On July 2, WellPoint sent three letters to Mirro, one for each of the children. Each letter said the company was making an “exception” in its policies to cover testing of the individual child. Christman plans to have all seven children tested before they reach puberty.

The reversal “does not constitute an endorsement of the safety or efficacy of this service,” WellPoint said in the letters.

Several gene mutations may cause hypertrophic cardiomyopathy. Testing a person for all those defects can cost as much as $5,000. However, when doctors already know which mutation is the culprit in a family afflicted by the disease, as in the Christmans’ case, the cost of testing related individuals drops. People without disease-linked mutations usually don’t need annual heart scans, electrocardiograms, office visits and other follow-up testing, Mirro said.

“It’s a very specific and accurate test,” said Robert Nussbaum, chief of the division of medical genetics at the University of California, San Francisco. “When a child has a 50-percent chance of inheriting the disease, then the family is living under a cloud. This test can remove that uncertainty.”

The American Heart Association and the American College of Cardiology last year jointly recommended genetic testing for the children, siblings and other close relatives of people with hypertrophic cardiomyopathy.
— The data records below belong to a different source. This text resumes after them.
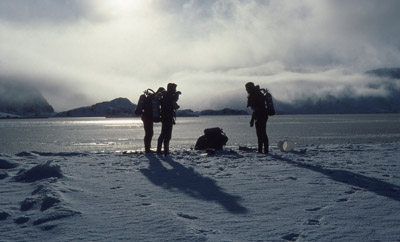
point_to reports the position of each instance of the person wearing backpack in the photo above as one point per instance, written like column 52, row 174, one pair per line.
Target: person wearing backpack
column 145, row 109
column 256, row 101
column 168, row 104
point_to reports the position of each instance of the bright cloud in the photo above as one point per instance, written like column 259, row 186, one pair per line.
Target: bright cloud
column 80, row 52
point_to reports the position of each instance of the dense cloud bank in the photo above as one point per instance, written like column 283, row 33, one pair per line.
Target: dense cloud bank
column 83, row 52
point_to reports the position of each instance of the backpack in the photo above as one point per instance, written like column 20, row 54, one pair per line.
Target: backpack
column 142, row 100
column 268, row 101
column 156, row 107
column 213, row 138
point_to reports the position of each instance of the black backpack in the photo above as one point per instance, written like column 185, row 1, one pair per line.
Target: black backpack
column 268, row 101
column 145, row 97
column 213, row 138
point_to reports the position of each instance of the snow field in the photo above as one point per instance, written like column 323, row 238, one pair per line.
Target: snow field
column 315, row 193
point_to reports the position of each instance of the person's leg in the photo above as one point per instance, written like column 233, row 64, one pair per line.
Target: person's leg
column 261, row 129
column 148, row 129
column 161, row 137
column 260, row 140
column 168, row 135
column 266, row 141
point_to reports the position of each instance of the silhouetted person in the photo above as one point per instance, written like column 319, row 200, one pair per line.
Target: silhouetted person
column 168, row 105
column 256, row 101
column 147, row 118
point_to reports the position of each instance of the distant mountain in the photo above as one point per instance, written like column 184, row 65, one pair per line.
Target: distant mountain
column 119, row 107
column 225, row 111
column 186, row 113
column 21, row 99
column 348, row 104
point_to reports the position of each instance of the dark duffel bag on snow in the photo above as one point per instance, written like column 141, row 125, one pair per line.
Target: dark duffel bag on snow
column 213, row 138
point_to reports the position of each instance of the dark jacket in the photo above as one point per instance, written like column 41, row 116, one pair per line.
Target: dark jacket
column 256, row 101
column 168, row 105
column 148, row 108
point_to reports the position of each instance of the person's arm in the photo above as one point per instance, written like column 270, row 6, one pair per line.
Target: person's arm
column 252, row 120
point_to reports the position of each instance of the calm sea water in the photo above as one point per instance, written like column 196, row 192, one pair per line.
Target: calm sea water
column 111, row 135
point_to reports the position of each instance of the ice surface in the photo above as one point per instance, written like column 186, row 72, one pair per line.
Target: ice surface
column 340, row 192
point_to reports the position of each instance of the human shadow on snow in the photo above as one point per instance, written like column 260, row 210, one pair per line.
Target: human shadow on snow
column 190, row 182
column 371, row 184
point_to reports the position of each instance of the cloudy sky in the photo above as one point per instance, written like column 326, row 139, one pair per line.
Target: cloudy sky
column 81, row 52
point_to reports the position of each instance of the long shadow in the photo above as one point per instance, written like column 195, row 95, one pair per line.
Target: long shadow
column 371, row 184
column 188, row 181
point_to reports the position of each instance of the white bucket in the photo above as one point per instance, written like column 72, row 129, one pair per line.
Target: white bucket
column 286, row 146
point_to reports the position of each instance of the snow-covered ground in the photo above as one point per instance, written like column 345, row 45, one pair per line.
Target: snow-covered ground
column 315, row 193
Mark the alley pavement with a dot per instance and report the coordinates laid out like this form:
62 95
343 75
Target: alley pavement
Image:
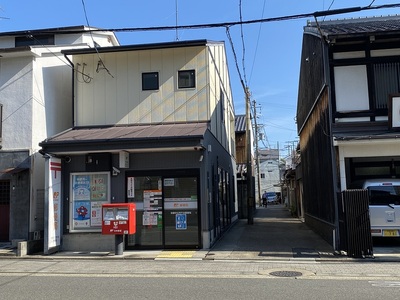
273 235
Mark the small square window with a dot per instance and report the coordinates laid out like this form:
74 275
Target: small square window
186 79
150 81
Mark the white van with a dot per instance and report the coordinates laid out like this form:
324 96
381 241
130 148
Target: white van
384 206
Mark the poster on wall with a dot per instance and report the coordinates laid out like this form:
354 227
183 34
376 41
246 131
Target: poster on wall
90 191
152 199
130 185
95 213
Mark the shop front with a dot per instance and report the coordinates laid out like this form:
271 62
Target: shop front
168 214
181 189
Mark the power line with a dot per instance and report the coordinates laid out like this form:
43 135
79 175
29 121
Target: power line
264 20
258 40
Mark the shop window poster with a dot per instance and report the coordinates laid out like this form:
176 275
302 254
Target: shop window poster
89 192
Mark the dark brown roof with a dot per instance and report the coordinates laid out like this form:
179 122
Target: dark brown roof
352 27
127 137
152 46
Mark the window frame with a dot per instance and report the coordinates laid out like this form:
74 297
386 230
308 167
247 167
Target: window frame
151 87
191 80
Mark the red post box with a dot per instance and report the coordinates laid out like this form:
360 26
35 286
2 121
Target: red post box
118 218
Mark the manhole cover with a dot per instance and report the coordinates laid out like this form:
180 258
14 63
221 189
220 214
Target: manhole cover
286 273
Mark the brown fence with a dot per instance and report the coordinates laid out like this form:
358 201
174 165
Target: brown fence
354 222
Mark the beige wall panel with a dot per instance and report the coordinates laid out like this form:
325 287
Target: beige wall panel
134 87
110 87
120 84
86 97
168 86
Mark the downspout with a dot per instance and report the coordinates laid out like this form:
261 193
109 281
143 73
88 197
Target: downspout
73 90
336 234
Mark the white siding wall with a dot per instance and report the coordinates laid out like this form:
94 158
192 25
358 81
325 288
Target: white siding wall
16 96
52 98
364 148
120 99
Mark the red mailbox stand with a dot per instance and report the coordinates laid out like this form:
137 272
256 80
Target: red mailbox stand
118 219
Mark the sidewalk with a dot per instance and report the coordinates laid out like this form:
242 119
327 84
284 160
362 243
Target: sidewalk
274 235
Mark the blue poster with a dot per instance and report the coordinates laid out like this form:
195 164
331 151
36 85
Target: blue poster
81 187
81 214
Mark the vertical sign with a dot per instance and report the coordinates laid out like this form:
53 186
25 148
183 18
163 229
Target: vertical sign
130 187
53 205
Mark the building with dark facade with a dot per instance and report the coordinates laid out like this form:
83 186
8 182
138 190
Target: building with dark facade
348 112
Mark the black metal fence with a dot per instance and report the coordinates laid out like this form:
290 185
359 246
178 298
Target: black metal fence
354 224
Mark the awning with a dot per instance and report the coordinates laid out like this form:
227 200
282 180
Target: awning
130 138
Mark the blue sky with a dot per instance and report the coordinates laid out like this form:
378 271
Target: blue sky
271 50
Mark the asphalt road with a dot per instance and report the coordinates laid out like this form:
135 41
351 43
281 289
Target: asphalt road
125 286
196 279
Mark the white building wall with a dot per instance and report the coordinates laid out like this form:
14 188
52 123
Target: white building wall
16 77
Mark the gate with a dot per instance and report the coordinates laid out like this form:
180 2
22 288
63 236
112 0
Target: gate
355 224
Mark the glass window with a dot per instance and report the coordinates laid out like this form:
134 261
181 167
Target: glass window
150 81
387 82
181 218
186 79
88 191
351 88
147 195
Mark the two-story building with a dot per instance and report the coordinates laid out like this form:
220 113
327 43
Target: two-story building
153 124
348 111
35 102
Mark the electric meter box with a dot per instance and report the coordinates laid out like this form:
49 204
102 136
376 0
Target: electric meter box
118 218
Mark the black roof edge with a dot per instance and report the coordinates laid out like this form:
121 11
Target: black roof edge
151 46
68 29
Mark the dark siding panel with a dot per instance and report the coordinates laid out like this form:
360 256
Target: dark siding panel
311 77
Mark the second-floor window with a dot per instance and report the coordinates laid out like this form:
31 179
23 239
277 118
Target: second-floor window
150 81
387 82
186 79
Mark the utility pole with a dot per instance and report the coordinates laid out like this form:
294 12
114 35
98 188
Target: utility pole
250 197
257 152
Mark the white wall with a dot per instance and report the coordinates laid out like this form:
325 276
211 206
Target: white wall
16 77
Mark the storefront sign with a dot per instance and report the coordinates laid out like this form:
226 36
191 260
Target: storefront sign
54 203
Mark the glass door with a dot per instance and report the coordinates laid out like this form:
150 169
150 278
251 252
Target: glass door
146 193
181 218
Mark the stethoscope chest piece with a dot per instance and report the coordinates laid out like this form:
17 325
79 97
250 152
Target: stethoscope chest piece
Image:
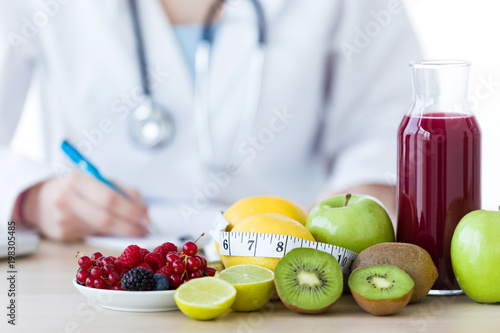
151 125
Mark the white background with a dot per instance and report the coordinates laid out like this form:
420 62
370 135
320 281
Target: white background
460 29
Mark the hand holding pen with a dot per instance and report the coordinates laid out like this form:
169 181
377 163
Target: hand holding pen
80 204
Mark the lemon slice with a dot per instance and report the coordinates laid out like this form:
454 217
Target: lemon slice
254 286
205 298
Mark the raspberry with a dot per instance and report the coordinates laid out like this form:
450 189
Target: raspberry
144 253
155 260
165 270
161 282
165 248
131 256
138 279
146 266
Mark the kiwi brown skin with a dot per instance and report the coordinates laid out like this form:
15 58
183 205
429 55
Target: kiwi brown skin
305 311
382 307
412 259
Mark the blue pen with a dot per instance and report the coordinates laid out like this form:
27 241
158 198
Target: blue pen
87 167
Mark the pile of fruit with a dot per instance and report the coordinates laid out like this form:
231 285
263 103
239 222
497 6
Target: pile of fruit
384 278
137 269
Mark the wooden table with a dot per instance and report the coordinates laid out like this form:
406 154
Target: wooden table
48 302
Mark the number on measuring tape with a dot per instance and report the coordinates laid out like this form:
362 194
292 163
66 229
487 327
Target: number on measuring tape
248 244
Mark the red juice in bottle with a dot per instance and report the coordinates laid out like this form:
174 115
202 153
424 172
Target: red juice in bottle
439 162
438 174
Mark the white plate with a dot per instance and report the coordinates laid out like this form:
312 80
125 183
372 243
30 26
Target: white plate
134 301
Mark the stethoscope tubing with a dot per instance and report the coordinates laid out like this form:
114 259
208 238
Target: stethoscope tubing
201 81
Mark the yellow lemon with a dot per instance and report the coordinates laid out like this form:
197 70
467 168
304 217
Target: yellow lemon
205 298
266 224
254 286
264 204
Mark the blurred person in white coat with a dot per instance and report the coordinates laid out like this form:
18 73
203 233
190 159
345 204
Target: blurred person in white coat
334 87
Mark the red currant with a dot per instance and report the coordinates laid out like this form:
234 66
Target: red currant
100 262
107 261
89 282
114 278
210 271
179 267
190 248
203 262
96 272
174 281
195 274
96 256
193 264
171 257
82 276
85 263
108 269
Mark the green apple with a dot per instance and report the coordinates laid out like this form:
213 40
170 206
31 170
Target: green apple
475 255
354 222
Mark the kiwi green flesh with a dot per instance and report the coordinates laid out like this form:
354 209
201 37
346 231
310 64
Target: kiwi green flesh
381 290
380 282
308 280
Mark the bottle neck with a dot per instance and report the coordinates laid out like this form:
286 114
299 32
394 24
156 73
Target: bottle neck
440 87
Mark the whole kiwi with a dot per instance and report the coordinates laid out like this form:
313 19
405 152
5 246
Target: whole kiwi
412 259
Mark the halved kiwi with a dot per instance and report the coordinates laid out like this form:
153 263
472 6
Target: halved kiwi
381 289
308 280
412 259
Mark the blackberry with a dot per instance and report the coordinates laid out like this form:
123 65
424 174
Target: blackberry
138 279
161 282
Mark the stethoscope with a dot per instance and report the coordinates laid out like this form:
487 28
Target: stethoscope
153 126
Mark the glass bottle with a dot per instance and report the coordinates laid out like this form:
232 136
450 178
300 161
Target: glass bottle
439 162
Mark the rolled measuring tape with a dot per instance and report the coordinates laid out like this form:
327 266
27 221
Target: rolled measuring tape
249 244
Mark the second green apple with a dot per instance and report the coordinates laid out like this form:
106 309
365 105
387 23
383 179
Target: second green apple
354 222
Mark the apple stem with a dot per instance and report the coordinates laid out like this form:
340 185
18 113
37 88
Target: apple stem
347 197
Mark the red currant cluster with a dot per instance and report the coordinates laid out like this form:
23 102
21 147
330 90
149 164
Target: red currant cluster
183 266
100 272
178 267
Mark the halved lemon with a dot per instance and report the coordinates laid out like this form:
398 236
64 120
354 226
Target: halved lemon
205 298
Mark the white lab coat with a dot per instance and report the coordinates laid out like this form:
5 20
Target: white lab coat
335 86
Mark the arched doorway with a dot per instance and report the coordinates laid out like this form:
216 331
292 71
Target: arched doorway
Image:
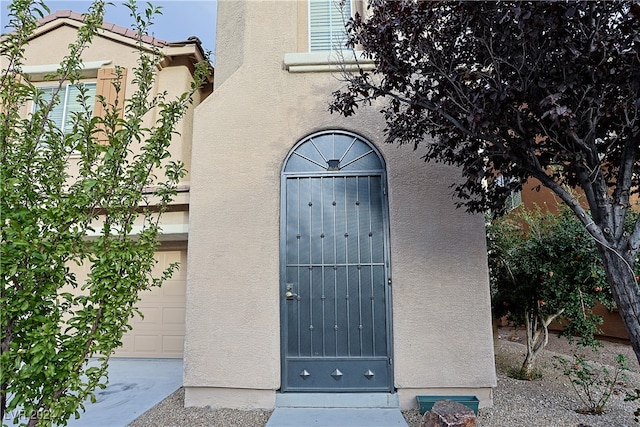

In addition to paying for the Christman children’s tests, WellPoint should make its policies consistent with the recommendations of those medical groups, as some other insurers have, said Lisa Salberg, founder of the Hypertrophic Cardiomyopathy Association, a patient advocacy group based in Hibernia, N.J.

“These organizations recognize the role of genetic testing in families with hypertrophic cardiomyopathy,” she said in a telephone interview. “It’s sad that WellPoint won’t comply with the scientific proof.”

Aetna Inc., the Hartford, Conn.-based insurer, has paid for genetic testing in first-degree relatives of people with hypertrophic cardiomyopathy for two years, according to company documents.

Insurers are concerned about the costs of genetic tests. Annual U.S. costs for DNA testing will increase to $25 billion in the next 10 years from $5 billion in 2010, according to a report from UnitedHealth Group Inc., the biggest U.S. insurer. The company paid about $500 million for genetic tests in 2010, the study said.